Corgea Reporting: Security and Developer Insights in One View
March 6, 2026

Security reporting is only useful if it helps you understand what is happening, where risk is building, and how teams are actually responding. Corgea Reporting is built to do exactly that by bringing together scan activity, vulnerabilities, and developer insights into one place so teams can track trends, measure progress, and improve ownership across the organization.
What is it and what makes it special
Corgea Reporting gives teams a unified view across multiple parts of application security and engineering quality. Instead of looking at disconnected dashboards, you can report across code vulnerabilities, dependency risks, code quality findings, infrastructure issues, and developer insights in one reporting experience.
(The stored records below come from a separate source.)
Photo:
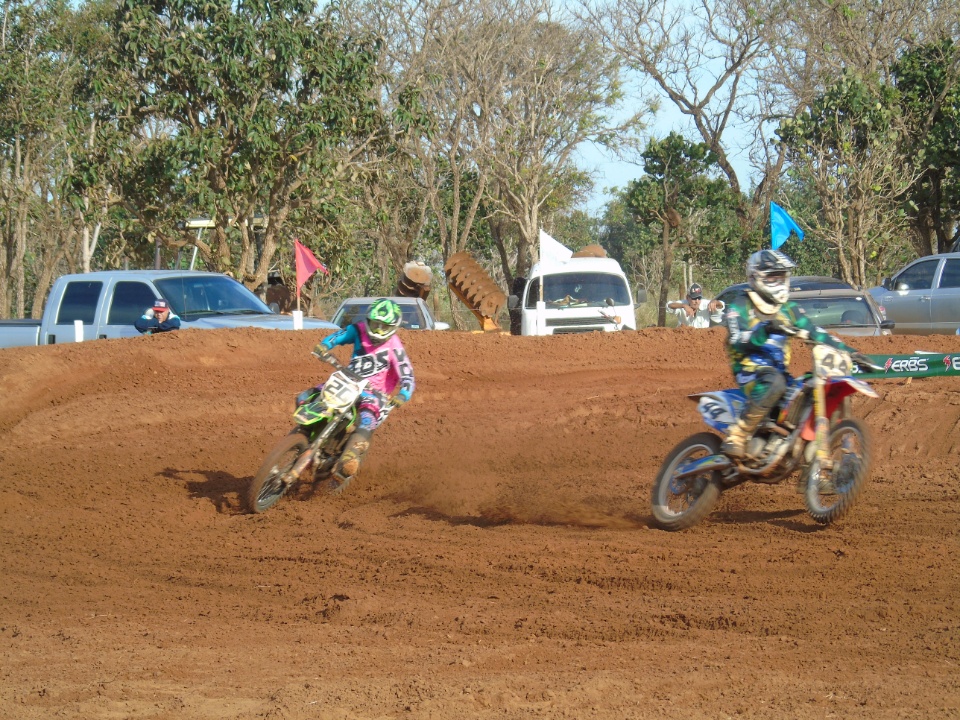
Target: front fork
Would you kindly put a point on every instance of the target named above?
(303, 462)
(822, 424)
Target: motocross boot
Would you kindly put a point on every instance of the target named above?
(735, 446)
(349, 463)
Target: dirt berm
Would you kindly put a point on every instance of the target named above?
(494, 559)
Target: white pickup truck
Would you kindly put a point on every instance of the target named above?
(105, 305)
(579, 294)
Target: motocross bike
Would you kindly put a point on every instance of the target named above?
(807, 431)
(324, 419)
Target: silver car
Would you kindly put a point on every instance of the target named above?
(924, 297)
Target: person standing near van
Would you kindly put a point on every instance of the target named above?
(691, 311)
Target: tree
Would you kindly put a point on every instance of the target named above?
(560, 86)
(848, 148)
(239, 111)
(709, 60)
(34, 79)
(928, 80)
(677, 185)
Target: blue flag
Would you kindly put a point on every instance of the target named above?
(781, 225)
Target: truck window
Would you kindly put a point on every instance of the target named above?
(569, 289)
(79, 302)
(951, 274)
(130, 299)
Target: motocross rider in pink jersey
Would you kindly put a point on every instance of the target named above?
(378, 356)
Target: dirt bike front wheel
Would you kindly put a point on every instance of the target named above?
(680, 503)
(268, 486)
(830, 494)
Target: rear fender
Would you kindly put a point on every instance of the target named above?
(837, 389)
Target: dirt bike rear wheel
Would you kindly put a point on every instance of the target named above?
(831, 494)
(680, 504)
(267, 487)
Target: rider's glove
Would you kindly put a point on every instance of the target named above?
(775, 327)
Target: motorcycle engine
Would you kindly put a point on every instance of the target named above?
(764, 446)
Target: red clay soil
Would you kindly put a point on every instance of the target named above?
(494, 559)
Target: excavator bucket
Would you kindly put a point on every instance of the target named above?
(475, 288)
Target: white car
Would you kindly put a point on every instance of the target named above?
(416, 314)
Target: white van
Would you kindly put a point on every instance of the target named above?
(573, 295)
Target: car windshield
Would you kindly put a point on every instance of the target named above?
(838, 311)
(205, 295)
(354, 312)
(579, 290)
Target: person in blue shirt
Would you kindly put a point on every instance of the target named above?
(159, 318)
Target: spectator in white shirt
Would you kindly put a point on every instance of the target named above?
(692, 312)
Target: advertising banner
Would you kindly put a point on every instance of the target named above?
(919, 364)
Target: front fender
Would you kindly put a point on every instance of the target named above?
(837, 389)
(720, 408)
(697, 467)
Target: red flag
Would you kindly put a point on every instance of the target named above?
(307, 263)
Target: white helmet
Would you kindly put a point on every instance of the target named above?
(768, 274)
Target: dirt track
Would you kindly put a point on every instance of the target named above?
(493, 559)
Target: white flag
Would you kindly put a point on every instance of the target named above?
(552, 251)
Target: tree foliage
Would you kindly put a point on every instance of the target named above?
(238, 111)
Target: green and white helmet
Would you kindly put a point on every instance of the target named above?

That means you can see the bigger picture across code, SCA, IaC, and developer workflows without jumping between tools.

What makes it especially useful is that it is not limited to just security findings. Reporting also includes developer insights, combining developer feedback with Corgea Agent usage trends, decisions, and active-user data. That gives teams visibility not only into what issues exist, but also into how developers are engaging with security and remediation over time.
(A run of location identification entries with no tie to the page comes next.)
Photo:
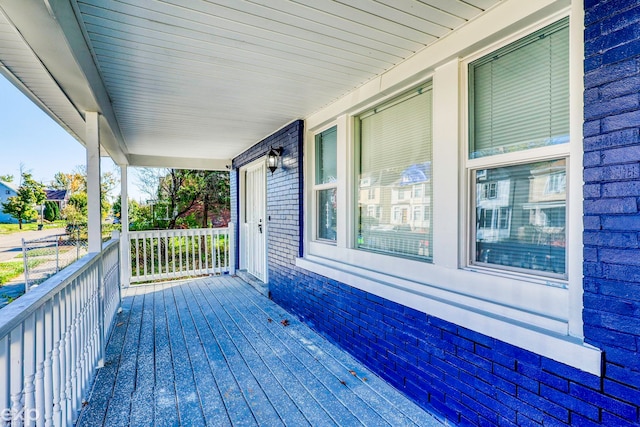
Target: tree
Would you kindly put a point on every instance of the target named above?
(215, 194)
(51, 210)
(21, 206)
(189, 197)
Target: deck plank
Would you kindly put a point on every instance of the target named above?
(210, 399)
(336, 382)
(189, 408)
(214, 352)
(164, 393)
(275, 362)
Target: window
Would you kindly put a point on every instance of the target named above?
(519, 95)
(394, 173)
(326, 184)
(506, 253)
(518, 102)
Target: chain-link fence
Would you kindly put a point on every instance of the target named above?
(46, 256)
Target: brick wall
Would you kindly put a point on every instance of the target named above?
(470, 378)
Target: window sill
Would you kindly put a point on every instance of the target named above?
(453, 307)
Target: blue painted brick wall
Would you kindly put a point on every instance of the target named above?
(467, 377)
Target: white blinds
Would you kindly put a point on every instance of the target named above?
(397, 135)
(519, 95)
(394, 196)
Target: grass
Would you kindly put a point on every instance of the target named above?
(12, 269)
(32, 226)
(39, 252)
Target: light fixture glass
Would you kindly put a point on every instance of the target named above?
(272, 158)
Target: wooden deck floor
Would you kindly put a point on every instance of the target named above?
(215, 352)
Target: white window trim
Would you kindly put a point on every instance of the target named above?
(316, 188)
(448, 289)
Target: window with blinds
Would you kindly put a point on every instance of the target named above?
(326, 177)
(395, 176)
(519, 94)
(519, 100)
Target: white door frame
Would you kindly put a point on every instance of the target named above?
(244, 234)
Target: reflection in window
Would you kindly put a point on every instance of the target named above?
(326, 184)
(327, 214)
(523, 226)
(395, 167)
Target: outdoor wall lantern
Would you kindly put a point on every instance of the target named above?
(272, 158)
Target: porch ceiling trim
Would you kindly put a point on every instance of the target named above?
(177, 81)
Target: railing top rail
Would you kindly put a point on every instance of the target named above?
(15, 313)
(176, 231)
(46, 239)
The reporting views are also practical and flexible. Teams can filter by project or by tags to group reporting in a way that matches how they operate, whether that means looking at a single application, a business unit, or a custom slice of the organization. Time-based views can also be adjusted to show trends over different periods, making it easier to review data daily, weekly, monthly, or yearly depending on the audience and use case. The docs specifically note date-range controls and grouping by day, week, or month for time-series charts, along with project and tag filters across charts.

Corgea Reporting also goes beyond high-level summaries. The platform includes dedicated reporting for scan operations, such as PR policy status, repository coverage, full scans, PR scans, and scan performance over time. For teams using policies, the aging report adds another layer by showing overdue issues, average age, and where risk is accumulating by project and assignee.

Conclusion
Corgea Reporting is designed to give security and engineering teams a clearer view of both risk and progress. By bringing together reporting across code, dependencies, code quality, infrastructure, cloud-related issues, and developer experience, it becomes easier to understand what matters, where to focus, and how programs are improving over time. With flexible filtering by project, tags, and time, teams can move from generic dashboards to reporting that is actually useful.